Gallotta renoue avec ce "Cher Ulysse"
|
|
A Chaillot puis en tournée, Gallotta renoue avec ce "Cher Ulysse"
PARIS, 17 oct 2007 (AFP)
Le chorégraphe Jean-Claude Gallotta renoue avec son thème obsessionnel d'Ulysse pour une quatrième version, "Cher Ulysse", à la fois fidèle et renouvelée et qui se veut moins optimiste, au Théâtre national de Chaillot à Paris puis en tournée.
Ce ballet à l'unique couleur blanche -- tenues des danseurs, immenses voiles pliées entourant la scène, lumière crue -- a été présenté en 1981 comme l'une des premières oeuvres de la "nouvelle danse" française.
"D'un art qui était réservé aux mémères, j'ai fait un rêve éveillé, une suite d'émotions", disait à l'époque le jeune chorégraphe grenoblois.
Qu'en est-il vingt-six ans après? Peut-être moins d'émotions et une impression de déjà vu, mais une danse qui transmet toujours au public le plaisir, l'énergie des danseurs, dont le nombre est passé de huit à quatorze, joyeux mélange de tailles, gabarits et générations.
La doyenne de la compagnie, Françoise Bal-Goetz, est là, et Gallotta lui-même intervient, un petit tabouret à la main pour s'asseoir et regarder ses danseurs, et un haut parleur pour déclamer son message: "la mélancolie ne passera pas".
C'est la quatrième fois que le chorégraphe met en scène son Ulysse depuis 1981. Il y a eu 1993 et 1995 avec le Ballet de l'Opéra de Paris.
La pièce initiale était conçue en référence mais aussi en rupture avec le modèle américain que Gallotta avait connu dans son long séjour à New York, qui lui avait fait découvrir Merce Cunningham et Alwin Nikolais.
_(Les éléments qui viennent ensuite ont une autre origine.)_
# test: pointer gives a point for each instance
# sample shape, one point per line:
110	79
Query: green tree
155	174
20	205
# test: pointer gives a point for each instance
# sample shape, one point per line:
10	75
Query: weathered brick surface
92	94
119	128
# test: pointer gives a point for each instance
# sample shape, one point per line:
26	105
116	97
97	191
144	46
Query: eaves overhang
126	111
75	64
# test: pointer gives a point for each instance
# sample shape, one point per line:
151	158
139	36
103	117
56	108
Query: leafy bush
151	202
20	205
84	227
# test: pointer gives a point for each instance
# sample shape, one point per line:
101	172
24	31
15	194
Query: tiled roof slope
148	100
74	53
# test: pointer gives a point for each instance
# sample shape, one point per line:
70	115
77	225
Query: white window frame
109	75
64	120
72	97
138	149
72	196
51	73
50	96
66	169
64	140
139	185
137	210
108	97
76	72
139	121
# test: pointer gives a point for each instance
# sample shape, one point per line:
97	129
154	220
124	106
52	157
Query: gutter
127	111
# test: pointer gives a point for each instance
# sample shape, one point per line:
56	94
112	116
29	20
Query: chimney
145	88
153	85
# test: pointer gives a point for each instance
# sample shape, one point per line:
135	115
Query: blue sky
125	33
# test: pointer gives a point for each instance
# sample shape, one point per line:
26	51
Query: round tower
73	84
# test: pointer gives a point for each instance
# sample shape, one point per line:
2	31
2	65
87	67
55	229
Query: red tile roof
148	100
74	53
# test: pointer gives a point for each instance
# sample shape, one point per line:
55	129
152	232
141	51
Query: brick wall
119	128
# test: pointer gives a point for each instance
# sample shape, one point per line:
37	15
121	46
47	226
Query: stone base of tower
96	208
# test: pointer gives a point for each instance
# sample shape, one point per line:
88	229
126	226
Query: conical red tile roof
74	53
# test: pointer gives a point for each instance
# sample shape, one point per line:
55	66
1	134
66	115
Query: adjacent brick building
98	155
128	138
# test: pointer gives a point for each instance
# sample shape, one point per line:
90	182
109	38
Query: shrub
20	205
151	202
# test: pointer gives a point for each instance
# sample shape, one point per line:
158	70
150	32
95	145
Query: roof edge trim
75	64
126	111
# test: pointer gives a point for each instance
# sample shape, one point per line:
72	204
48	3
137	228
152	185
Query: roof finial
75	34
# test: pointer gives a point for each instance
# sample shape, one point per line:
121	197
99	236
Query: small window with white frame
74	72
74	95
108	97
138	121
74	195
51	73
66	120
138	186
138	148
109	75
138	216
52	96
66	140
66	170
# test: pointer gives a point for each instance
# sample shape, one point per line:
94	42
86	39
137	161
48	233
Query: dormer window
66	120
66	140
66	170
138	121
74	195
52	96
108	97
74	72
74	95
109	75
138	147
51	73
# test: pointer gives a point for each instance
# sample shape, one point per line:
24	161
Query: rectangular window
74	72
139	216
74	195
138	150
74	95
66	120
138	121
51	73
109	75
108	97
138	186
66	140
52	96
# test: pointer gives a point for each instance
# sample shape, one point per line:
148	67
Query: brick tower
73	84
De retour à Grenoble avec sa compagnie, il avait monté des spectacles "underground" dans la rue et les usines désaffectées, puis le ludique "Ulysse", tout de sauts et courses.
Aujourd'hui, la musique de Strigall est plus stridente, violente, la lumière "s'est grisée", Gallotta dit de son personnage qu'il s'est "urbanisé".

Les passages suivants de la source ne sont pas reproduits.